Art affects most people, as an incentive, communication or simply a beautiful emotional experience. The broad conception of visual arts assumes that art is indeed something beautiful. Art can bring a range of emotions: joy, sorrow, hope, despair to name just a few. In contemporary art, the viewer can become uniquely confused, provoked and even be persuaded to find themselves facing old issues which have lain unresolved. One can see the art not only in one or in a few languages but as a dialogue between the artist and the viewer. It is a language that bridges the spiritual and the secular, the poetic world and the everyday life, the gentle meditative state with today’s increasingly hectic reality. This art pushes through new boundaries, it is no longer just about paintings and sculptures, the experience itself can become an art form. It may even be difficult to determine if art is art! The artwork here becomes less an exhibition, ornament or object more a challenge to the conventional idea of what art is! With the exhibition BEAUTIFUL, you are invited to an additional way to approach art. Our desire is that it will arouse your curiosity, not only for art but also to the historical process. The exhibition brings to life and convey the historical heritage, while the visitor gets a new and artistic experience. The exhibition is a series of installation/artwork for in- and outdoor placement showing human needs of beauty in historic perspective with new works by Ludmila Pawlowska. The exhibition is designed as a dialogue where one can imagine how the artist talks over the centuries, questioning and challenging each other as if they were all present in the same room at the same time. On a boundless and experimental ways is the artist inspired by cultural heritage and contemporary life at the same time. Exhibit space becomes a portal to another time or rather a desire for a different time and existence.

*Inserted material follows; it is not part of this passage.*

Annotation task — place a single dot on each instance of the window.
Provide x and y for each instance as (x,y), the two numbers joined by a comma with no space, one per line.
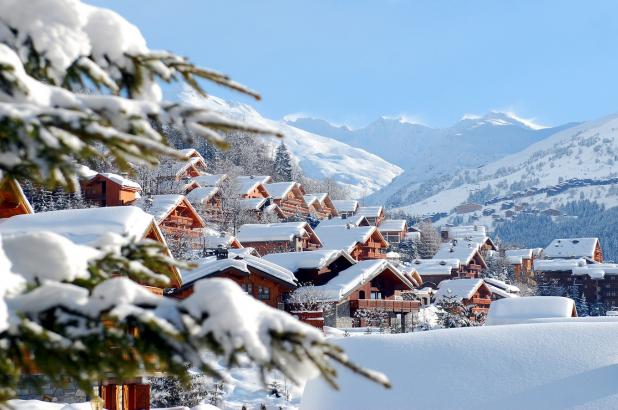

Beauty is highly ambivalent term in today´s discussions about art. For many artists and critics, the notion of beauty is anachronistic – it almost seems to be a taboo. It recalls the aesthetic debates of the 18th and 19th centuries, and evokes the idea of an artistic ideal, of norms and rules, which are rooted in Antiquity and in the Renaissance. The sheer mention of beauty in a discussion about art can be a provocation, because it immediately raises the question of authority, namely: who can decide what is beautiful and what is not? If we, rather naively, understand beauty is something that immediately strike us by its appearance, that we never get tire of looking at, we have sympathy for and even identity with, and that prompts us to take a fresh look at our surroundings, then we should perhaps, call it – BEAUTIFUL!
Ludmila Pawlowska describes her thoughts about the exhibition:
The works that I propose is, both sculpture and painting, “already exists” there as I can see. I see them as linked to historic places in a timeless way…. When you stroll through the rooms of historic places and its Gardens, you feel the energy of a setting that gravitates between reality and dreams, the everyday and magic, the festive and the tragic, its spirituality. How would the life of this place look if this exuberant and grandiose universe was transferred to our period?
This is the exhibition about historical beauty …… However, it is not an exhibition about what it was – that is its historical causes, processes, and the final outcome – but a show about how I, as a contemporary artist and human being is influenced by its history and tradition. It shows the processes of perception, sensations and moods/feelings that interest me which has been in the past. For what I tried to reconstruct is not so much a sequence of events as an emotional world. The main theme of the exhibition is color experience in historical perspective (color symbolism) and how to use symbols as a visual language.
BEAUTIFUL – for your pleasure – enjoy!